Le rôle des saints dans la vie de prière
La vie de l'homme se réalise dans des rapports réciproques de nature très diverse. Personne ne vit isolément ; chacun dépend des autres, subit des influences et en exerce ; il donne, il reçoit. Nous sommes convaincus que ceux qui nous ont quittés vivent en Dieu ; est-ce que pour eux les réalités fondamentales de la vie cesseraient d'exister ? De fait, le chrétien a une conscience avertie des liens qui continuent de l'attacher aux défunts qui lui ont été proches par la parenté, par l'amour ou par des valeurs spirituelles. Il espère en une communion nouvelle avec eux dans la vie future ; il songe à la purification qu'ils sont peut-être obligés de subir [purgatoire] pour parvenir à " l'entière liberté de la gloire des enfants de Dieu " (cf. Rm 8,18-23)

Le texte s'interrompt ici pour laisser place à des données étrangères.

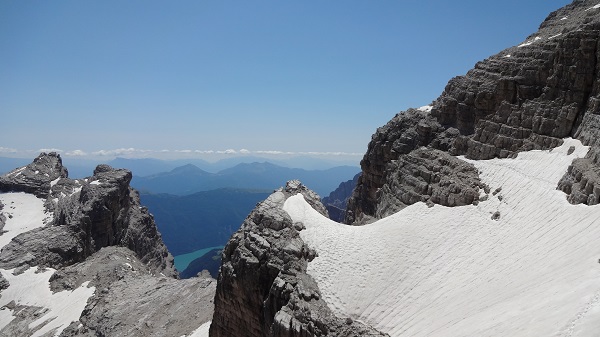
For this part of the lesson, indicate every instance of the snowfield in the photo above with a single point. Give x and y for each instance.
(445, 271)
(25, 212)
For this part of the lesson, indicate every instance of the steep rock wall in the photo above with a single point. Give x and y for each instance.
(99, 211)
(526, 97)
(263, 288)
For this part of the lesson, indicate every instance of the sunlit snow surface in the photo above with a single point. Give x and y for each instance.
(445, 271)
(26, 213)
(202, 331)
(30, 288)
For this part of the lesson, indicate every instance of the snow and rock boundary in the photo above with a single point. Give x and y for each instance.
(455, 271)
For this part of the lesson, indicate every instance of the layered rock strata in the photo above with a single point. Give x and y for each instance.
(99, 211)
(526, 97)
(101, 242)
(337, 201)
(263, 288)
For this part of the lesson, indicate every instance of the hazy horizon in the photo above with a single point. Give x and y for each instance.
(213, 80)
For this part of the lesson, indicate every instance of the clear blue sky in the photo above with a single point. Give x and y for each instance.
(292, 76)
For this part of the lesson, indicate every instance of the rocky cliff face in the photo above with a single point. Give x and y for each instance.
(96, 239)
(526, 97)
(89, 214)
(337, 201)
(263, 288)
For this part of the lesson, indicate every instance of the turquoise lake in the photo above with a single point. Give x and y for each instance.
(183, 260)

Or c'est à peine s'il nous vient à l'idée d'invoquer leur amour en notre faveur. Nous avons bien conscience que nous devons nous montrer dignes d'eux, ou bien que nous avons à accomplir des tâches qu'ils nous ont transmises ; mais le gouffre creusé par la mort est trop profond, et, généralement, trop frêle la valeur religieuse de l'être auquel nous étions attachés, pour qu'un véritable recours à lui soit possible...
Mais il en va tout autrement quand il s'agit d'hommes dont la vie a été très profondément pénétrée par la puissance de Dieu. Nous lisons ainsi que, dès l'époque la plus ancienne, les martyrs qui rendaient témoignage à Dieu au prix de leur sang, étaient invoqués par les fidèles, alors même qu'ils étaient encore en vie, par exemple dans les prisons ou pendant qu'on les traînait devant les tribunaux, mais surtout après leur mort. Et cela non pas de façon accidentelle, au hasard des mouvements du sentiment religieux, mais bien à l'occasion de l'événement culminant de la liturgie, du mémorial du Seigneur, la sainte messe. L'autel était dressé, avec prédilection, sur la tombe des martyrs, et, très tôt, l'invocation des martyrs prit place dans les prières mêmes de la messe.

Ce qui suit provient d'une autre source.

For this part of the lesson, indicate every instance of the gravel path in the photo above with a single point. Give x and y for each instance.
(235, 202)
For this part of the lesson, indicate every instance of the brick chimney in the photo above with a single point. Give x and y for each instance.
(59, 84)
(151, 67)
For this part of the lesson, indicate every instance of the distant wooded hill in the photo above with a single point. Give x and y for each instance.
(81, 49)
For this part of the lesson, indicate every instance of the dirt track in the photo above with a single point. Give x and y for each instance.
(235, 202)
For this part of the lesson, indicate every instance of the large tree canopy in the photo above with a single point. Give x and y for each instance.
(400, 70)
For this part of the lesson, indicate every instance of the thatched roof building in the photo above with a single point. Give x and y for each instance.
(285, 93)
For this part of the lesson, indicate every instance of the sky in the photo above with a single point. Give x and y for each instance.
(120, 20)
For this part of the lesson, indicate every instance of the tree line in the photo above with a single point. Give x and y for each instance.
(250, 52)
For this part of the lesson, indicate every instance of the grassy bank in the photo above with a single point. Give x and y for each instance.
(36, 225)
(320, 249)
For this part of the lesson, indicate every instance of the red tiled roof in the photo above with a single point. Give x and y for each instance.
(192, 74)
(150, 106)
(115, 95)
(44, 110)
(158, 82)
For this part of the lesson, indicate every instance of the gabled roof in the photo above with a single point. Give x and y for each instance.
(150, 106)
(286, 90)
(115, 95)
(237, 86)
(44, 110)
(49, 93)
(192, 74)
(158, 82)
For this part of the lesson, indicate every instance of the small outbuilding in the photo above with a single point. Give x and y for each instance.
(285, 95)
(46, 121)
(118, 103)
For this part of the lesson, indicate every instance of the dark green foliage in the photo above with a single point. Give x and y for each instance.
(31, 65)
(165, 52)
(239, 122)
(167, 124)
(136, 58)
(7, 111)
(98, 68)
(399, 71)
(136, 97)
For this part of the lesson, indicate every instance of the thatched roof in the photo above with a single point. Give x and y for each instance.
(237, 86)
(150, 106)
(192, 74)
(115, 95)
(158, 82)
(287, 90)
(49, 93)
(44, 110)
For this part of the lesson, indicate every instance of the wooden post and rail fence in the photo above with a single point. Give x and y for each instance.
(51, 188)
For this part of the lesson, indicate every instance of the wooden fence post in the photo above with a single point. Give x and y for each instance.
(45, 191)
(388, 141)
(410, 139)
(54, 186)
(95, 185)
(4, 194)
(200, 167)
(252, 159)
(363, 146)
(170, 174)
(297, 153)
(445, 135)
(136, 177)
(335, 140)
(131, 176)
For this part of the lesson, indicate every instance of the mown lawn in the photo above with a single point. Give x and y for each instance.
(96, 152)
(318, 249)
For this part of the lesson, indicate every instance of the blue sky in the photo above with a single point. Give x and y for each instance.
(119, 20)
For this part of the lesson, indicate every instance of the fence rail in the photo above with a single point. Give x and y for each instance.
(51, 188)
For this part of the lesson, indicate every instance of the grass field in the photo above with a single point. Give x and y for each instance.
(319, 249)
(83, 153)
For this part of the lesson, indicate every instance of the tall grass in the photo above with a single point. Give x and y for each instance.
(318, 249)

Il faut dire la même chose des saints en général. L'usage du mot a évolué avec le temps. A l'époque du Nouveau Testament on l'employait encore pour désigner tous les fidèles, tous ceux qui croient au Christ, et qui, par le baptême, sont nés à la vie nouvelle et font partie de la communion eucharistique, c'est-à-dire les chrétiens.
Avec le nombre croissant des fidèles, le mot "saint" prend un sens plus restreint et désigne de plus en plus un caractère d'exception que l'appel et la conduite de Dieu, le don absolu de soi, la grandeur des expériences et des actions, rendent perceptible chez certains.

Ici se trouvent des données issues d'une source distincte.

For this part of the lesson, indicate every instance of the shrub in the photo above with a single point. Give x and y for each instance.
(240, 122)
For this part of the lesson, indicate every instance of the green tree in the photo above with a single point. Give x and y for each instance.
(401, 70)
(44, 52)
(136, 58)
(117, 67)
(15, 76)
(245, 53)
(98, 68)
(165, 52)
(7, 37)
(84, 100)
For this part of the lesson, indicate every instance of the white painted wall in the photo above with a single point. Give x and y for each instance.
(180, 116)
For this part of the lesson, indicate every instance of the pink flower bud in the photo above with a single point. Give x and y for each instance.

Un Martin de Tours, un Augustin, un François d'Assise, une Catherine de Sienne, une Elisabeth de Thuringe, une Thérèse d'Avila, ont vécu sur la terre, contraints aux nécessités de l'existence terrestre, assujettis à ses insuffisances, comme tous les humains ; mais en même temps ils étaient les témoins vivants d'un autre monde, dont le mystère les pénétrait. Ils prenaient vraiment au sérieux le commandement d'aimer Dieu de toutes ses forces et plus que soi-même, et d'aimer le prochain avec autant de sincérité que soi-même ; ils étaient là non seulement pour eux, mais aussi pour tous. Quand un homme s'adressait à eux dans la détresse de son existence, il se sentait compris et adopté plus qu'auprès de n'importe quel autre. L'amour que des hommes peuvent se témoigner peut être très grand ; un père s'épuise à travailler pour ses enfants, une mère leur donne son sang. Et pourtant cet amour n'est encore, en grande partie, que la nature ; il n'atteint à la liberté que peu à peu, et au prix d'efforts considérables.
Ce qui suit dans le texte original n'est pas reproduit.